チークの役割は、ストックが上もしくは前にズレないように固定することです。頬骨をストックに当て、肩の食い込みを意識しながら、ゆっくりと顔を沈み込ませて行きます。このとき、ストックが下へ滑ってしまうようでしたら、それはパッドがおかしいということですので、もう一度、全てをやり直してください。
最後はアーム(左腕)です。
腸骨上端(骨盤の出っ張り部分)に、肘の骨を丸くはめ込んで、左手の上にライフルを乗せます。骨と骨を合わせているだけなので、筋肉には全く負担がかかっていません。そしてこの場合、左手は無理してライフルをつかむ必要はありません。エアガンは無反動なので、握り拳の上に乗せても、ピンと張った指のハラで支えても問題はありません。
では、さっそく狙ってみてください。
ただし、体がまっすぐのままだと、ライフルはどうしても前下がりになるので、背中をほんの少し後方に反らせて、フォームを微調整して下さい。
さて、次の問題です。フォームがきっちり取れるようになると、今度は首が疲れたりスコープが覗けなくなったりします。姿勢が矯正されたのですから、無理もありません。

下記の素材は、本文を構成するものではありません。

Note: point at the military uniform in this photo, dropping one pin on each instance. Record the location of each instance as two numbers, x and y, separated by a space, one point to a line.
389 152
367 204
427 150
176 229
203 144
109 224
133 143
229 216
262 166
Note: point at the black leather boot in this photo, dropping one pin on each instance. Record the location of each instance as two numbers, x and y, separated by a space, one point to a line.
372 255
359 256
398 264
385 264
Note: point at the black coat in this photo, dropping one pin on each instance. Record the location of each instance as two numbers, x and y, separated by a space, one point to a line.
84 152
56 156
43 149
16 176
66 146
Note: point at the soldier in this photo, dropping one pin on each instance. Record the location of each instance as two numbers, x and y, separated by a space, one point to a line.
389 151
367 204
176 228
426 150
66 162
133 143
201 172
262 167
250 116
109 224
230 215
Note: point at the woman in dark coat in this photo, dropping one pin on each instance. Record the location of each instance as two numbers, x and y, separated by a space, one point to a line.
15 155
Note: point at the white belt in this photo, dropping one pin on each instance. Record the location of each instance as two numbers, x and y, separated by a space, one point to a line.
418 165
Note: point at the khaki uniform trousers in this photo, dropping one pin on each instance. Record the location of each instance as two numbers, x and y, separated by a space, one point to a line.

ただちに、スコープ位置やストックの厚みを自分の体型に合うように調整して下さい。ライフルの固定は、パッド・チーク・アームの3点のみで行うのが基本です。右腕の力で強引にストックを肩に押し付けるような構えは、絶対にしないで下さい。
3点支持が完璧になると、グリップから右手をはずしても、決してライフルは落ちません。熟練すると、そのままボルトを引けるだけでなく、小指で耳の穴をほじるような事まで出来るようになります。ただし、そうなるまでには、何週間もの反復練習が必要ですが・・・。
何度も言っておきますが、ここは訓練所です。信じられないかも知れませんが、ガニーが今、ここで教えていることは、
通常の歩兵部隊では絶対に教えない、高水準で細分化された射撃技術です。つまり、ガニーは遊び半分で『ヨタ話のネタ』を提供しているわけでは無いので、これらの技術を、学んだその日から楽に出来るという、甘い考えは絶対に持たないで下さい。
では、次回もフォームについて勉強いたしましょう。